Para demarcar as diferenças, o governo brasileiro nunca se empenhou em manter relações mais próximas com a Casa Branca desde a posse de Donald Trump. O chanceler Mauro Vieira, a quem, em tese, caberia liderar uma tentativa de reaproximação, não tem canal direto sequer com o secretário de Estado, Marco Rubio, que ocupa posto equivalente ao seu nos Estados Unidos.

A carta de congratulações que ele enviou ao colega americano após sua indicação para o governo até hoje não foi respondida, o que, nos códigos diplomáticos, é visto como uma indelicadeza, um sinal de que as coisas não vão muito bem. As negociações tocadas pelas equipes do vice-­presidente, Geraldo Alckmin, e do ministro da Fazenda, Fernando Haddad, tampouco avançam até os escalões decisórios — chegam no máximo à Secretaria do Tesouro americano.

Portador das missões mais espinhosas no campo externo, Celso Amorim, conselheiro do presidente, mais atrapalha do que ajuda. Tido como chanceler informal, ele alimenta há décadas um discurso antiamericano, além de ser um dos maiores entusiastas do Brics, o grupo de países que tem defendido a desdolarização das transações comerciais — um dos motivos invocados por Trump para justificar a punição aos produtos brasileiros.

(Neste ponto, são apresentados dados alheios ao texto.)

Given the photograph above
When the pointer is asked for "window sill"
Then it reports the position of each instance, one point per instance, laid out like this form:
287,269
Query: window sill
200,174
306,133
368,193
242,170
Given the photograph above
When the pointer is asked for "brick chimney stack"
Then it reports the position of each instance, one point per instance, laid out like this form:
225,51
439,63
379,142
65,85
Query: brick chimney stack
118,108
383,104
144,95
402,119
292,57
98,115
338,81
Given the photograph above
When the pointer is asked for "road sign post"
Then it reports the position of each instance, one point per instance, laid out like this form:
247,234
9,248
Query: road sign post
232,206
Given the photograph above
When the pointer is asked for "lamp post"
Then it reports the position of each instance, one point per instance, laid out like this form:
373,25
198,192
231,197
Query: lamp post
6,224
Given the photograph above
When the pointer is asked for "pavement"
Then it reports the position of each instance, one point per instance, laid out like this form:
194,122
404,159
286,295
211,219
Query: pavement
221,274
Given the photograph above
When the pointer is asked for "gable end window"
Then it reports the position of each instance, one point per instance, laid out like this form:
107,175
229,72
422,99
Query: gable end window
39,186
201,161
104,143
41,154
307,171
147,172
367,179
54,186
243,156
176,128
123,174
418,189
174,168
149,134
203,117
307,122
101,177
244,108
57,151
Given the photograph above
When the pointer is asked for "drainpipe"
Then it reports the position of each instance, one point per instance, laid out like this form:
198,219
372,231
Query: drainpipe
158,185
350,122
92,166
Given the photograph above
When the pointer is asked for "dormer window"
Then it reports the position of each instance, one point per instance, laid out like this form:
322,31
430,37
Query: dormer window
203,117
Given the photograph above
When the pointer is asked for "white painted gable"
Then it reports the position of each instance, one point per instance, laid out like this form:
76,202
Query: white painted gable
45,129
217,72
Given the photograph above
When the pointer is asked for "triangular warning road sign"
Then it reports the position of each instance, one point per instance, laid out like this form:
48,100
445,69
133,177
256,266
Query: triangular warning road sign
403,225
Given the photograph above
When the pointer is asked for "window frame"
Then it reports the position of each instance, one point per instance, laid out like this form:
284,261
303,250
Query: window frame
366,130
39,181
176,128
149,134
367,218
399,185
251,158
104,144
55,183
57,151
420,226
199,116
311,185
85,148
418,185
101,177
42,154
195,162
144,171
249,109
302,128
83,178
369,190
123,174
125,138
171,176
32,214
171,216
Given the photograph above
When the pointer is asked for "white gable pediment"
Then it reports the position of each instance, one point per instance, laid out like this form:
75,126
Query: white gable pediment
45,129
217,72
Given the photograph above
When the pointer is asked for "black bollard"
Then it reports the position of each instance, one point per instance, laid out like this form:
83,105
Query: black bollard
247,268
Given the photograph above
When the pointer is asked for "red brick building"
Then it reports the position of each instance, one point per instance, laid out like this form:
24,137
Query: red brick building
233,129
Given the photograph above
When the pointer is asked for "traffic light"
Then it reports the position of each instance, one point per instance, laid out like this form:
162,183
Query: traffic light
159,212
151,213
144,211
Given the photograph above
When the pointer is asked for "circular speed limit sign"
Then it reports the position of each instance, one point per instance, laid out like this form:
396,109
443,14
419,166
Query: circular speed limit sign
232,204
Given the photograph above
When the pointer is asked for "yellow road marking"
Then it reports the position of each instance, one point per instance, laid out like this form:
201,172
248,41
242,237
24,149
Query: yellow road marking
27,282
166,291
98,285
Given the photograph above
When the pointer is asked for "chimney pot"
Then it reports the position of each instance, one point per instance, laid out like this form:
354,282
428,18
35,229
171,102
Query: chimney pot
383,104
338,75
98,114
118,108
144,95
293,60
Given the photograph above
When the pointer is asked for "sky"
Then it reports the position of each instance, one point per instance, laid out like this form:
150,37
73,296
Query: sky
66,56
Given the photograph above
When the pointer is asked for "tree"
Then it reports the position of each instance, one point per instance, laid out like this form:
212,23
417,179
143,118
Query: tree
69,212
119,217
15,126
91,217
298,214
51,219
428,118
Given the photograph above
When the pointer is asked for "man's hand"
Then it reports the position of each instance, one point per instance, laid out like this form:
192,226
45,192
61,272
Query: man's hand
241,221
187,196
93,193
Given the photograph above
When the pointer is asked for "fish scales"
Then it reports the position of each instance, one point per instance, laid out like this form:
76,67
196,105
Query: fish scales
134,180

Amorim, a exemplo de Vieira, também não obteve respostas da carta de congratulações que enviou à sua contraparte trumpista. Antes do anuncio do tarifaço, ele minimizava as ameaças do governo americano aos países do Brics. “Quem tem medo do lobo mau?”, chegou a ironizar. “Do ponto de vista comercial e institucional, o país está sendo atacado e os diplomatas não sabiam sequer que uma guerra estava sendo armada”, criticou a VEJA um ministro do STF cujo visto americano foi revogado, abrindo outra frente de retaliações. “A rigor estamos sendo informados ou desinformados por pessoas do quilate de Eduardo Bolsonaro porque nosso corpo diplomático não tem qualquer canal com Washington”, completou esse magistrado.

Sem esse diálogo e sem um aceno contundente do governo capaz de reduzir a tensão, ressaltam especialistas, fica difícil negociar. E o pior: também fica mais fácil para o governo americano, diante das provocações, atingir o Brasil com novas medidas restritivas. É um engano imaginar que há paridade de armas nessa disputa. O PIB dos Estados Unidos é catorze vezes maior que o brasileiro.

Por isso, empresários e negociadores têm adotado máxima cautela para não complicar a situação ainda mais. Na carta pela qual anunciou a taxação, publicada em uma rede social, o presidente americano advertiu sobre outras retaliações. “Se por qualquer razão o senhor decidir aumentar suas tarifas, qualquer que seja o valor escolhido, ele será adicionado aos 50% que cobraremos”, sentenciou. Ninguém quer pagar para ver.

Ao deixar de lado o pragmatismo que sempre marcou a diplomacia brasileira, Lula não ajuda e ainda põe em risco o papel dos negociadores da equipe de Alckmin. Nas reuniões com empresários dos setores atingidos pelo tarifaço, o vice-presidente tem deixado claro seus limites. Por ora, a tentativa é de convencer a Casa Branca a adiar a entrada em vigor das tarifas por um período de sessenta a noventa dias e evitar o que chamou de “perde-­perde para ambos os países”.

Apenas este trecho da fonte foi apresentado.